Durante el siglo XIX, los discursos y debates eran bidireccionales, había mensaje, código, emisor, receptor, medio por donde se enviaba la información. No existía la tecnología que se maneja hoy en día. Y, como la misma palabra lo indica, en su significado etimológico, los argumentos discurrían, “chorreaba”, se derramaban, y llegaba a un público ávido de interés y conocimiento político. En la actualidad, el discurso es vacío, se vuelve un show mediático más que político.

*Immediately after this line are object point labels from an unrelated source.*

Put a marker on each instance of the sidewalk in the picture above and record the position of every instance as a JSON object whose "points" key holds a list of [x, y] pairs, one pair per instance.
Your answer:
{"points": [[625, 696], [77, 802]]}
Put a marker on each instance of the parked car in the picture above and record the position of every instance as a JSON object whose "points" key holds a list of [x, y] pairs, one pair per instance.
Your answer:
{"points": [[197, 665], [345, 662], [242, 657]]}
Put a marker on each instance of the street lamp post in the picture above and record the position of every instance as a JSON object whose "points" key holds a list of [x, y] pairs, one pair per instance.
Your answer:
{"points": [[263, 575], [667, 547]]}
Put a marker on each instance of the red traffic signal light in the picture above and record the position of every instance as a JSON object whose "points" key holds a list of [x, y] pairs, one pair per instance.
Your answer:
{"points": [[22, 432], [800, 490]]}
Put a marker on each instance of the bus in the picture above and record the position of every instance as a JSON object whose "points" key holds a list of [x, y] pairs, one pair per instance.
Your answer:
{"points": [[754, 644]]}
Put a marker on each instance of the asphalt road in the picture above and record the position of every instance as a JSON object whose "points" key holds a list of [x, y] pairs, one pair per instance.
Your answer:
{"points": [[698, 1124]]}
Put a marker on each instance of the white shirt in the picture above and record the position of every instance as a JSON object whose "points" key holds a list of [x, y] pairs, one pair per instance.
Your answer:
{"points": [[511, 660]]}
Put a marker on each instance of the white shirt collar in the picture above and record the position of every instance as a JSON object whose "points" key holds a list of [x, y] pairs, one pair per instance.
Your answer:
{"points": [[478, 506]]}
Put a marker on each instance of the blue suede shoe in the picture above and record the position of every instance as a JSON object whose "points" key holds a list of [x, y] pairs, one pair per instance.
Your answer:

El discurso tiene como objetivo modificar tu percepción de la vida y la realidad, para eso se requiere que el oyente tenga “capacidad discursiva”, solo aquel individuo que carece de dicha capacidad, no escuchará ni atenderá lo que se le quiere comunicar, ya sea a que modifique su conducta o, mejore su percepción y, por ende, su conclusión o las ideas previas que ya tenía, añadiendo nuevos elementos a la forma de pensamiento.
Cierro con este pensamiento: vivimos tan encerrados en nuestro pequeño mundo que, el salir es un acto de valentía. El mundo digital ha hecho que, en lugar de escuchar al otro para tener una interacción efectiva, desarrollando la armonía en la convivencia comunitaria, ha logrado que nos enfrasquemos en nosotros mismos. Ya no existe la comunidad, ese lugar donde todos trabajan para el bien común, hoy, solo nos escuchamos a nosotros mismos y nos hemos olvidado del mundo exterior. Es necesario volver a reconectarnos, volver a ser comunidad, es decir, una común unidad, donde todos participemos por el bien común y se restablezca la verdadera comunicación, el verdadero discurso, para que fluya, discurra y se riegue.